Il suo diario (Tu ci rialzi con la tua mano), pubblicato per estratti in occasione della beatificazione dalla Diocesi di Novara, è pieno di perle filosofiche, esistenziali e ovviamente religiose. Come questa: “Amo l’attività, l’azione: le giornate di fatica sono per me le più felici. Direi che della elettricità passa per i miei nervi, eccitandoli al moto, al fare. La noia mi opprime, se inizio la giornata senza un preciso programma, mi agito allora come fossi alle strette di mani invisibili che mi fan soffrire. Mi sento l’anima triste, melanconica. Mi pare di essere un pellegrino che ha smarrita la strada e si volge a destra e a sinistra, interrogando sempre indeciso e di ritorno sui suoi passi. Preso da questa febbre di moto ho più volte, per la mia felicità e sollievo, promesso di non perdere un istante di tempo perché vorrei salire alla conquista di qualche cosa di certo, di duraturo, di utile nella scienza e nel pensiero, mentre guardo con terrore la fuga inarrestabile degli anni. Se forte e sentito è il bisogno di azione, debole, invece, e restia è la reazione della nostra carne: sovente la coscienza deve rimproverare all’anima d’aver mancato alle promesse”. Nella nota biografica pubblicata dalla Diocesi di Novara, in occasione della beatificazione di Don Giuseppe Rossi, si legge: “Nasce il 3 novembre 1912 a Varallo Pombia, studia nel Seminario diocesano e viene ordinato prete il 29 giugno 1937 a 25 anni. Nel 1938 il vescovo lo nomina parroco di Castiglione Ossola, in Valle Anzasca, ove spende tutto il suo ministero pastorale fino alla morte, in un tempo quasi solo segnato dal secondo conflitto mondiale. Come pastore organizza l’Azione cattolica, la San Vincenzo per i più poveri, aiuta con le poche risorse le missioni, si spende per i giovani partiti per il fronte, scrivendo loro sovente”.

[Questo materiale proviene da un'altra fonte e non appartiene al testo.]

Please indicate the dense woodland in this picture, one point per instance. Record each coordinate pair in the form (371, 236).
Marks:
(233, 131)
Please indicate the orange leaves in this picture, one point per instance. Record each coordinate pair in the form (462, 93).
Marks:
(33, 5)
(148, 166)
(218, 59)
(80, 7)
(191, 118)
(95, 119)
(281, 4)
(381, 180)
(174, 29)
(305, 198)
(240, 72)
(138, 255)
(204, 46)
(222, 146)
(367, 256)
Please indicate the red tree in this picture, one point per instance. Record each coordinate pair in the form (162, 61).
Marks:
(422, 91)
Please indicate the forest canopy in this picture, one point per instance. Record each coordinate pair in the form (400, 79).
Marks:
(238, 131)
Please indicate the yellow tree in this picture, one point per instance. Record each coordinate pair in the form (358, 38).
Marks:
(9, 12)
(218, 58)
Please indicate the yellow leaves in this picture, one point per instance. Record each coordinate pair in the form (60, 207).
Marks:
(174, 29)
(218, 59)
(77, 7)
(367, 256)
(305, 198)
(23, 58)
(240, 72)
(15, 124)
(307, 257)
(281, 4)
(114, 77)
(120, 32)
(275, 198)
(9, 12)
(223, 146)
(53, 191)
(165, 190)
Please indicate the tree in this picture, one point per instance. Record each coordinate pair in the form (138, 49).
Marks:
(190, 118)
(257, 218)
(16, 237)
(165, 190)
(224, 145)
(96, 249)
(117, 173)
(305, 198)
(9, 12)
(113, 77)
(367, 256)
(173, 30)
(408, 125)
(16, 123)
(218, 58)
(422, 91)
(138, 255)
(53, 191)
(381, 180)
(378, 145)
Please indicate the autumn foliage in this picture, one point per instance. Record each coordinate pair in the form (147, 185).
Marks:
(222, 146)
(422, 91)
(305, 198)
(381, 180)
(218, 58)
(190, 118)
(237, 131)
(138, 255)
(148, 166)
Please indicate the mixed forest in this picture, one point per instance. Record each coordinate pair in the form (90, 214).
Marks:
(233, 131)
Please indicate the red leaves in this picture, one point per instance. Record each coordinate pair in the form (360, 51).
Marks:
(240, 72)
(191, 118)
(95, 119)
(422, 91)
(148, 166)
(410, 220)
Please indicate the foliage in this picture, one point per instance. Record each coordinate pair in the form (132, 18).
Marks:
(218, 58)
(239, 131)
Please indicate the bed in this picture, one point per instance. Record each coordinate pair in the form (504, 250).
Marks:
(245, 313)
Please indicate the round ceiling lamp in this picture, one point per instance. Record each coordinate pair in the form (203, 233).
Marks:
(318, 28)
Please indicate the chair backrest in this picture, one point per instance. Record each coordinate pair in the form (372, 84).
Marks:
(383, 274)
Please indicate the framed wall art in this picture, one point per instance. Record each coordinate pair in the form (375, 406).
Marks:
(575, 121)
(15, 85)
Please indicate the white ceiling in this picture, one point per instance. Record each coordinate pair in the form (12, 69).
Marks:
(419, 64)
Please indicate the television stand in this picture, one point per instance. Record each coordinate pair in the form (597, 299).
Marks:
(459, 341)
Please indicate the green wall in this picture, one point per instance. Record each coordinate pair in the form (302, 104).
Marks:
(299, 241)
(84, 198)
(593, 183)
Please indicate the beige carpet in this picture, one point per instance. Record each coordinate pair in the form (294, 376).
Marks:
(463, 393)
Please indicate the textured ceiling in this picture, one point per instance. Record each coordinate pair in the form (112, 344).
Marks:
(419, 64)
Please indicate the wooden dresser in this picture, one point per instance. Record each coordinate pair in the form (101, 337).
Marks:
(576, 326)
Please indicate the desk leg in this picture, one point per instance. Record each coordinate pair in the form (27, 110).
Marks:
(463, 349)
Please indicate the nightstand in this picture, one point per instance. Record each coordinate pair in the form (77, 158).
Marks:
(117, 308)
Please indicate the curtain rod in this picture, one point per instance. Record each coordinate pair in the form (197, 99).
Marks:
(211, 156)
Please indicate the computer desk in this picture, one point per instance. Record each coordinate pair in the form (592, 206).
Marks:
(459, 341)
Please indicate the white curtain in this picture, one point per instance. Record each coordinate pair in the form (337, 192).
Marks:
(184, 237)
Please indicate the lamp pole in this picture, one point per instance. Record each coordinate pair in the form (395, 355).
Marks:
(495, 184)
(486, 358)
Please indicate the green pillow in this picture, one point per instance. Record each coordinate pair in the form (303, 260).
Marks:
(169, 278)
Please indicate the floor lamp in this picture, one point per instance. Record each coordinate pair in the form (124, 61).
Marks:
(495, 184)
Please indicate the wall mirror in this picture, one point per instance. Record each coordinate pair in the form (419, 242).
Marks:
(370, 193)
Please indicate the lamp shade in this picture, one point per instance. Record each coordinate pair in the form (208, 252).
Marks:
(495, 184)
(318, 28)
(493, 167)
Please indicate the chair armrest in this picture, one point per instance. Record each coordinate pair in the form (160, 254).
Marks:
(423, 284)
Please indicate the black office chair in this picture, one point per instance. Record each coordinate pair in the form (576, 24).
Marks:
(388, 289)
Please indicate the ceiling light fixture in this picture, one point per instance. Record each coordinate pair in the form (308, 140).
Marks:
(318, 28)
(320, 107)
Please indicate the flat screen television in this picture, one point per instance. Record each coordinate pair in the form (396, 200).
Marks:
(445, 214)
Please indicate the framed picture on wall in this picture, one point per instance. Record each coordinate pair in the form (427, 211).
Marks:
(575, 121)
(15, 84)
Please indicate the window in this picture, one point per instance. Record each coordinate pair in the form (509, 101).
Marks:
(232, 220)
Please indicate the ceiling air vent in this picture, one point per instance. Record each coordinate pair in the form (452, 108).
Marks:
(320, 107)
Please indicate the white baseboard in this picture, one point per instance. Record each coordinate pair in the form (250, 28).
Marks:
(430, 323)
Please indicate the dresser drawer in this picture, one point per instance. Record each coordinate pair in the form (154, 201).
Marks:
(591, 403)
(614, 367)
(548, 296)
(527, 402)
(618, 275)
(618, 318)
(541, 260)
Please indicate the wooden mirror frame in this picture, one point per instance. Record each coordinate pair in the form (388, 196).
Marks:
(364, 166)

Poi, “dopo l’armistizio dell’8 settembre 1943, don Rossi non parteggia per nessuno, soffrendo con cuore di padre nel vedere i suoi figli combattersi in una lotta fratricida”. Infine: “Don Giuseppe Rossi viene ucciso barbaramente dai fascisti nella notte del 26 febbraio 1945, dopo che al mattino le milizie partigiane avevano attaccato la Brigata fascista Muti. Dopo otto giorni di silenzio tombale, uno dei militi fascisti, nel tormento del rimorso, si confida con una ragazza del paese”. Così viene trovato il corpo martoriato di botte nel vallone dei Colombetti sotto il paese, “sepolto in una fossa che era stato costretto a scavare con le proprie mani; il cranio spaccato dal calcio di un fucile, una pugnalata alla schiena e il colpo di grazia alla testa con una fucilata”. Gli avevano detto di scappare dopo l’attentato come fecero quasi tutti gli abitanti del paese, tranne i vecchi e le donne sole e i bambini. Ma lui credeva che il proprio dovere fosse di stare insieme alla popolazione per salvarla da un eccidio in stile Fosse Ardeatine. E ci riuscì pagando l’atto di eroismo con la vita e coronando così una vita vissuta in santità. Il vero martirio è quello cristiano disposto al sacrificio, non di certo quello degli shahid del terrorismo islamico che si fanno saltare in aria gridando “Allahu Akbar”.